Saturday, 2 June 2018

Krypton S01E08 Review: Adam's Delusions of Grandeur

Krypton, Season 1, Episode 8: Savage Night


I really think that if Adam Strange showed some real personality or some real capabilities at being a  hero, I'd be more invested in his character journey throughout this episode. As an avid comic-book reader, I'm already familiar with the character of Adam Strange, and I root for him thanks to that vague association. But Krypton's Adam Strange have been shown, time and time again, that he's... honestly not that good. He's nice, sure, but when he was blinked back to the present day (or the future, I guess) he gives this long, long speech about how saving space-time is his destiny, even though he stole the Zeta Beam Device and insists on going on it alone despite there being the potential of them sending someone more capable. Add that to how he's clearly making things up on the fly and has no real solutions to offer Seg-El and his Kryptonian buddies, and I find it honestly hard to root for Adam Strange and his delusions of grandeur, if we're taking Adam as a character solely based on his appearances in Krypton. Add that to Kem's not-wrong "stop talking about imaginary grandsons in the future" roaring speech, and honestly it's really hard to like Adam.

And that's without going about Adam's plan, which is to go to Daron-Vex with some sort of nebulous, ill-defined plan to get him and Brainiac to succeed as long as Seg-El is outside of Kandor when it happens, a plan that doesn't seem to work as the episode ends with Daron-Vex carted off by Black Zero.

At least he sort of redeemed himself at the end of the episode, right? The dual gut-punch of Adam jumping in the way to finally do something heroic instead of just stand around and drop Easter Eggs, as well as little Ona being used as a living bomb by Brainiac is a pretty powerful shot. Yes, it's a very cheap way for us to get a 'the stakes are HIGH!' moment by killing a little innocent child, but it's still pretty effective. I'm not quite sure just why the Voice of Brainiac chose Ona to do it in spite of showing an interest in her... is it because Ona asked one too many questions?

Meanwhile, the Kandorian Resistance (tm) is divided up into two groups in this episode as they go to take down the Voice of Brainiac, who, according to one of the scripture-tattooed priest ladies, is eating babies and turning the embryos into energy that he can feed on, Matrix style. Which genuinely feels like it came out of nowhere. Seg, Lyta and Nyssa go off to recover the body of Dev-Em and then use the Fortress of Solitude to cure him and use him as an entry-way to hack into Brainiac, while Jayna and Dru-Zod go off to talk to the leader of Black Zero, Jax-Ur (who is a woman). Jax-Ur's price for Black Zero's help? Dev-Em, which honestly no one, not even his own daughter, is going to contest.

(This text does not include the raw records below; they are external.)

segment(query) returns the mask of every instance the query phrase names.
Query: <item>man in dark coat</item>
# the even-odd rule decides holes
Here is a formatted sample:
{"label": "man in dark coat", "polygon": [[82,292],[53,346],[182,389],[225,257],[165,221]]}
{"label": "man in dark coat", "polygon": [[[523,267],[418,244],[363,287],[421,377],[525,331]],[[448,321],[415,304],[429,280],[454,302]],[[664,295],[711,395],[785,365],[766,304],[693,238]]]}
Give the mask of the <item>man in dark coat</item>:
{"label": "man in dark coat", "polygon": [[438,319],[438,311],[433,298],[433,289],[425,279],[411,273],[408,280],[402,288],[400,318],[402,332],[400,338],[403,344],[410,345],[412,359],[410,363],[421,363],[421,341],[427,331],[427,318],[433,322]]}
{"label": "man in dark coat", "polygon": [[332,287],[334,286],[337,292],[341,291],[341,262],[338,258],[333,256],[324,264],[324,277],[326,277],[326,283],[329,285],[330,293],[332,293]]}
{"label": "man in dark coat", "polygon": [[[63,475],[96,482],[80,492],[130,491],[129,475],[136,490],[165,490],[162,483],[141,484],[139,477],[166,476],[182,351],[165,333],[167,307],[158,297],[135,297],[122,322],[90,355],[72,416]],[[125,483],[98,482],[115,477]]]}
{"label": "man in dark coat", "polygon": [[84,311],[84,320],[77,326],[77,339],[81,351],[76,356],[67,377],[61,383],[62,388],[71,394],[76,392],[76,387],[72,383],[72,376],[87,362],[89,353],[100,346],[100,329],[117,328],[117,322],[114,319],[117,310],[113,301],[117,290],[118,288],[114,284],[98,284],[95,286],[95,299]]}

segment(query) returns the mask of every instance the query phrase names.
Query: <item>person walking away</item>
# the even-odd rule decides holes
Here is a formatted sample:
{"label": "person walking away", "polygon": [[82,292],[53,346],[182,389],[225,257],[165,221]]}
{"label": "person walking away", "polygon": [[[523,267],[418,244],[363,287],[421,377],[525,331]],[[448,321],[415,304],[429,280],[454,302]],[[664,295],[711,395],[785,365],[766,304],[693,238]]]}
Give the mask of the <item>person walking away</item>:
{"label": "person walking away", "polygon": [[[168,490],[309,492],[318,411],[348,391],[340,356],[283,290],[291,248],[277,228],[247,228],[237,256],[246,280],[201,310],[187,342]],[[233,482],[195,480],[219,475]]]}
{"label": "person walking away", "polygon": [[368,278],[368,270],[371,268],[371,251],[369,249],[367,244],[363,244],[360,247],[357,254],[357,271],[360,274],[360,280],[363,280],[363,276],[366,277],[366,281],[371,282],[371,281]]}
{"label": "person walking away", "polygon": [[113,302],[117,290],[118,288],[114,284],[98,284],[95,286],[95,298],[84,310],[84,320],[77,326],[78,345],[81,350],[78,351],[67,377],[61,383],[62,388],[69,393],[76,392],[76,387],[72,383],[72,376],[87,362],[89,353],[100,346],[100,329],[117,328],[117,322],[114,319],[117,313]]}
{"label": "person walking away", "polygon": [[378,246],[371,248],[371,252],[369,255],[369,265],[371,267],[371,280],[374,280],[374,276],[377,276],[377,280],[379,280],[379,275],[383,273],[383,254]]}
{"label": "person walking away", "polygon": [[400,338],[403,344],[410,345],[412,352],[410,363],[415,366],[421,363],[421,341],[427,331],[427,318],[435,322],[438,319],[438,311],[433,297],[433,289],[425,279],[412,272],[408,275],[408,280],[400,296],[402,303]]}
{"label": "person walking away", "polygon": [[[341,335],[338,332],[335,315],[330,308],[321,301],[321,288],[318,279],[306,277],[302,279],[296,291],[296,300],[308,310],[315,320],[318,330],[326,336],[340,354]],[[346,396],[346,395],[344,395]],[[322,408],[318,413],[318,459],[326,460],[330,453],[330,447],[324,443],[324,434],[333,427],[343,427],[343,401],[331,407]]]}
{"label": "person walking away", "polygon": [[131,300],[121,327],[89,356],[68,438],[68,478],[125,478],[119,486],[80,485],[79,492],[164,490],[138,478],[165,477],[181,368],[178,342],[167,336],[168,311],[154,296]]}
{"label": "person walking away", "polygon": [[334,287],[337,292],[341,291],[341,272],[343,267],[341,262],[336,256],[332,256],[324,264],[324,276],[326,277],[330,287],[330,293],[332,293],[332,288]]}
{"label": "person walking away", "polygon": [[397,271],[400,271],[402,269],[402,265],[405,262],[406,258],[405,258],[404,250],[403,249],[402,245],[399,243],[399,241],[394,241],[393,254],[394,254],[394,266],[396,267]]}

And the Black Zero would really felt like it mattered a lot more if we actually see them doing... anything at all? I guess they were all sort of off-screen. Anyway, Val manages to free Dev-Em from Brainiac's control, and judging by the scenes, might start up a (sigh) love triangle sub-plot. Can I just say how utterly silly it is for them to leave Lyta, one of their strongest fighters and a soldier that has been assigned to the city not a couple of days ago, behind, just in service of a teary-eyed "yay Dev is alive" scene? Jayna gets to utterly be a badass in that corridor scene, while Seg and Zod ends up confronting the Voice of Rao and dropping him down the Genesis Chamber. It seems like an awful stupid thing for them (other than Zod) to just write him off as dead, though.

In other news, Jayna decides that Zod wants to rule Krypton because... Zod was honest to her about being imprisoned in the Phantom Zone? It's a great scene for Jayna to notice that Zod is suspicious, and might not be completely altruistic. It's another to make the leap from "I was in prison for a coup because of shitty leaders, the very same thing we are doing now" to "he is trying to rule us!" Overall, it's a pretty episode, one with a lot of action scenes and some decently-acted scenes, but all the Adam Strange stuff and just how all over the place Brainiac makes this a bit more of an iffier episode than I would've liked.


DC Easter Eggs Corner:
  • While they are unseen and remain as disembodied voices, Adam identifies the people he's talking to in the present-day as Sardath and Alana. The two of them, in the comics, are Adam's closest allies in the planet Rann, with the cantankerous Sardath being sort of a mentor figure and Alana being his eventual love interest.